Так и вышло. Яков отодвинул от себя бутылку, откашлялся и прежде всего попросил, чтобы Артамон Ильич не принял его за пьяного, а отнесся бы к его делу с полным доверием. А дело заключалось в том, что он, Яков Непряхин, будучи в трезвом уме и светлой памяти, написал завещание, согласно которому после смерти надлежит похоронить его вот в этой братской могиле, чтобы лежал он вместе со всеми и душа его не скиталась бы в одиночку. Он уже и место выбрал на самом краешке, где удобнее всего поднять плиту, и свободная полоска среди фамилий на камне имеется, будто специально для него оставленная. Так что теперь самое время оформить все как положено, дабы у него уже никаких сомнений не осталось.

Артамон Ильич некоторое время потрясенно молчал, окончательно убедившись, что Яков Непряхин и был тем последним солдатом, который прибегал к нему от лейтенанта Самохвалова.

— Ты был двадцатым? — наконец спросил он.

— Должно быть. Когда лейтенант послал меня с приказом, в живых оставалось четверо.

— Ты помнишь, когда это было?

— Двадцать третьего октября. — Яков потянулся к бутылке и стал выплескивать в кружку остатки водки.

4

Двадцать третьего октября 1941 года передовые части 46-го немецкого моторизованного корпуса ворвались в подмосковный поселок Дорохово. Утром рота автоматчиков на мотоциклах со снятыми глушителями попыталась с ходу преодолеть оборонительный рубеж на Можайском шоссе, но была встречена ружейно-пулеметмым огнем и гранатами. После этого вперед двинулись танки. Но и на этот раз пройти не удалось. Ожесточенный бой длился еще несколько часов после того, как снялся с позиции последний арьергардный батальон.

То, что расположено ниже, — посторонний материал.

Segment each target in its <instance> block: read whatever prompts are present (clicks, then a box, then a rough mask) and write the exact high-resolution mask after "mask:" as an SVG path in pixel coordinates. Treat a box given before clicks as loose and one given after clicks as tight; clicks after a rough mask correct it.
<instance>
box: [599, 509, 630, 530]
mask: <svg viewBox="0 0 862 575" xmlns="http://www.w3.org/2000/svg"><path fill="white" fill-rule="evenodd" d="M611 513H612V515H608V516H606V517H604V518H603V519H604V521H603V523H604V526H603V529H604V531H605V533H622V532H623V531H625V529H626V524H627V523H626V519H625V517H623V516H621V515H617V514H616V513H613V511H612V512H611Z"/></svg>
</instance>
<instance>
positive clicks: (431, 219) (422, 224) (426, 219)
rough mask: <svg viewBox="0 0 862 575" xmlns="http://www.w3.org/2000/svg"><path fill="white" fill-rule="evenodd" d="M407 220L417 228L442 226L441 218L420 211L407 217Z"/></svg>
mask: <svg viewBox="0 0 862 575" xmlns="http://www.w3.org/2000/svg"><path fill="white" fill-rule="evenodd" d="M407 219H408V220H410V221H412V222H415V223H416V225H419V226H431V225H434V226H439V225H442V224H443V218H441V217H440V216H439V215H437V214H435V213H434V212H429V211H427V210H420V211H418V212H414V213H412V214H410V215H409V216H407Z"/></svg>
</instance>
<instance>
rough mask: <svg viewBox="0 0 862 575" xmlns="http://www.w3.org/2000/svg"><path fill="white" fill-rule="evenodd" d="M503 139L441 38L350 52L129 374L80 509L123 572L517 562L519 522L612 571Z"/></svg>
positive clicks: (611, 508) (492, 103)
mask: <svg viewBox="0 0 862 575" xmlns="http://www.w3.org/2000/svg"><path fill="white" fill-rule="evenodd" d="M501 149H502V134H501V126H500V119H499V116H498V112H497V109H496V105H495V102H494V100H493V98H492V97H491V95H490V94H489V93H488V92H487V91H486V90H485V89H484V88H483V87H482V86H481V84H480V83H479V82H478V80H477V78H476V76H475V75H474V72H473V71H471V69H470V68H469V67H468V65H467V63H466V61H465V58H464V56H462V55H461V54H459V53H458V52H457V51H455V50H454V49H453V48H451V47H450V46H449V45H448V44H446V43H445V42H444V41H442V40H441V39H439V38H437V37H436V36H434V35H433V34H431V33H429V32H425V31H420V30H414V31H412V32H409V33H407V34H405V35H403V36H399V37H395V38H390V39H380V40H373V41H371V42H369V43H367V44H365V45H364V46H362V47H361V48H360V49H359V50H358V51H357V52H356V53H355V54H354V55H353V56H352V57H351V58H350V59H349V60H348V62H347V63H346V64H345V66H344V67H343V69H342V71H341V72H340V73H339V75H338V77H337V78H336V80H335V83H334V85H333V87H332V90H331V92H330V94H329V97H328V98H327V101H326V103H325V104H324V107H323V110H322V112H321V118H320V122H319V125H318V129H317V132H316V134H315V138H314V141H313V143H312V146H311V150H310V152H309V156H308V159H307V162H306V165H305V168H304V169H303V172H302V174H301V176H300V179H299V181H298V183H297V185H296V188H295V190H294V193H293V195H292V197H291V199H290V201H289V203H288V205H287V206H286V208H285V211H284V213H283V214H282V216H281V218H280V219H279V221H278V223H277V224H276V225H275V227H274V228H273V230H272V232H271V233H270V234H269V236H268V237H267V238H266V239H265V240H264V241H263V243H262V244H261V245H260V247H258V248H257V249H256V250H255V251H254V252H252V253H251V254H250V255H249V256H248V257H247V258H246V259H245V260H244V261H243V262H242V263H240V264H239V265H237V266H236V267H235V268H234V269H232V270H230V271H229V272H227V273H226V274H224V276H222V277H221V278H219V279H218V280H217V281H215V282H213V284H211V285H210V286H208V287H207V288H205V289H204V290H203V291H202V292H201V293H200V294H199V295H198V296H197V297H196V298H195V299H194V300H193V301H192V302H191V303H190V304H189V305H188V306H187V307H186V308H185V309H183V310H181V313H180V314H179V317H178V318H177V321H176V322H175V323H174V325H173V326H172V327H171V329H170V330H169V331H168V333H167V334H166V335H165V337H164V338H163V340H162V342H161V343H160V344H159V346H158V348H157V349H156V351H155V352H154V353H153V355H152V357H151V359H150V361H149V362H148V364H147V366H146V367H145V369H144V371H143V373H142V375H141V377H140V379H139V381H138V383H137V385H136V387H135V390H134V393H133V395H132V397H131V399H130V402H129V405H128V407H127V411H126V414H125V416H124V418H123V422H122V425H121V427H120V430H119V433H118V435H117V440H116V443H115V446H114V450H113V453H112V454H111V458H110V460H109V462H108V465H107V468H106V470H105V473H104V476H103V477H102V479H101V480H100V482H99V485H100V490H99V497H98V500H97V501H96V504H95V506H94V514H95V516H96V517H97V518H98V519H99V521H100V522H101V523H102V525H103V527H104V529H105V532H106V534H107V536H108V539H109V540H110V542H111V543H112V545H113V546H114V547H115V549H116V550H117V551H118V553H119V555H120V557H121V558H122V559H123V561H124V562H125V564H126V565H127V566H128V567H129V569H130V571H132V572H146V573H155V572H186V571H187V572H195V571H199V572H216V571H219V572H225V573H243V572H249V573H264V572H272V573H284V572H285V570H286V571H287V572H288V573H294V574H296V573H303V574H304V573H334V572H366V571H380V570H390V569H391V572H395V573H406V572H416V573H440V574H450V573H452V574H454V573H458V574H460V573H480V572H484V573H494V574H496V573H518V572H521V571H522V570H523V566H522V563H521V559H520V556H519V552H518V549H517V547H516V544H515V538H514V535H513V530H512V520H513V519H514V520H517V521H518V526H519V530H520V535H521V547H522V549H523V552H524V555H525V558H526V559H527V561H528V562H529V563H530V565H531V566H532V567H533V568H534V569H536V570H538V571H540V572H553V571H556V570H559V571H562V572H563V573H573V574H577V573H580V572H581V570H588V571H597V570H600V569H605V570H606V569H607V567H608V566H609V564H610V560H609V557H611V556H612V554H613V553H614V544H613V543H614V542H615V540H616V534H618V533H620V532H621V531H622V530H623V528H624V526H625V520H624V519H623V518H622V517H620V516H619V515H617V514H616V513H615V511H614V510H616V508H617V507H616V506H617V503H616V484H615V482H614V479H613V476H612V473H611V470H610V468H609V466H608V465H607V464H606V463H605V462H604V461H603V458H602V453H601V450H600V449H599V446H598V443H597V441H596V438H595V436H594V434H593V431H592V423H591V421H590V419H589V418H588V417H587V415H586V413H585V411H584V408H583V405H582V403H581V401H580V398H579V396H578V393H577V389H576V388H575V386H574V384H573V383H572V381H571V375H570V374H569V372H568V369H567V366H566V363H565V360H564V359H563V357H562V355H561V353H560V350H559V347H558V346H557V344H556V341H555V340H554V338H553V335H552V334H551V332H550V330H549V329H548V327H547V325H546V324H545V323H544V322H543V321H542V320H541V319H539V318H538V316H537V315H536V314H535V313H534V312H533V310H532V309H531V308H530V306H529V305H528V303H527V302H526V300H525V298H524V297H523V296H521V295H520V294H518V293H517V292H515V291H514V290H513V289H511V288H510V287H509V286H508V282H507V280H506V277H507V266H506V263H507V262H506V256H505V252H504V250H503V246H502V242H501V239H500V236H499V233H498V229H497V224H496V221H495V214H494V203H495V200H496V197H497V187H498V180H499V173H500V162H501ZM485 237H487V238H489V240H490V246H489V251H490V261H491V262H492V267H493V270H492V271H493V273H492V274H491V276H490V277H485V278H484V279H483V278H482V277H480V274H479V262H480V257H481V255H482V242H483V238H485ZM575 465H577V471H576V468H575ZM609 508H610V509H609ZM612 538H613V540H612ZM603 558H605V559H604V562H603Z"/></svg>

В полдень на западной окраине поселка и дальше на опушке леса еще догорали танки с закопченными крестами на бортах, хотя уже не слышалось ни одного выстрела. Хмурое небо висело низко над пустыми полями, а еще ниже, у самой дороги, вдоль развороченных взрывами окопов колыхалось едкое облако тротилового дыма. В тот год холода наступили рано. Еще не облетели березы, а сверху уже сыпалась снежная крупа и морозный воздух нещадно студил землю. Временами над неподвижными башнями танков всплескивало тусклое пламя и слышался треск горевшей краски. Бой закончился.

Этот небольшой рубеж на перекрестке дорог представлял собой картину, полную трагизма и величия. В сплошном лабиринте воронок, среди развороченной земли, полузасыпанные и придавленные, неподвижно застыли девятнадцать погибших воинов — те, кто гранатами и бутылками с горючей смесью преградили путь танковой колонне. У каждого в руках была зажата винтовка.

Проезжая мимо, немецкие танкисты открывали люки и с удивлением разглядывали устремленные вперед фигуры и нацеленные в танки винтовки с узкими четырехгранными штыками. Эти люди внушали им суеверный страх. Казалось, сейчас они вскочат и бросятся в бой. Одного из бойцов смерть, видимо, застала в тот момент, когда он пытался подняться в атаку. Правая рука его с винтовкой наперевес была поднята над бруствером, асам он, прижатый сзади рухнувшей стеной окопа, застыл в стремительном прыжке и был похож на высеченную из камня скульптуру.

Фашистское командование под страхом смерти запретило местным жителям подходить к этому месту. Только мальчишки пробирались тайком «поглядеть на поле боя», да один раз какой-то недалекий ефрейтор провел мимо троих пленных, дабы показать, что ждет тех, кто не хочет сдаваться, не подозревая, как этим он укрепляет в них твердость духа.

Целый месяц покоились девятнадцать героев в своей открытой братской могиле. Потом их занесло снегом, и только весной сорок второго года состоялись похороны. Когда пришла похоронная команда, все девятнадцать лежали и сидели в прежних позах, все девятнадцать по-прежнему держали в руках винтовки, в которых не осталось ни одного патрона. Никто не сделал ни шагу назад, никто не подставил спину.

Много лет спустя, изучая документы и рассказы очевидцев, Артамон Ильич удивлялся, что этот редкостный эпизод не был нигде описан, и знали о нем лишь жители окрестных деревень. Но чем больше накапливалось у него материалов, тем меньше места оставалось удивлению; перед ним развертывалась картина такого массового героизма, среди которого смерть этих девятнадцати воспринималась как обычное исполнение воинского долга.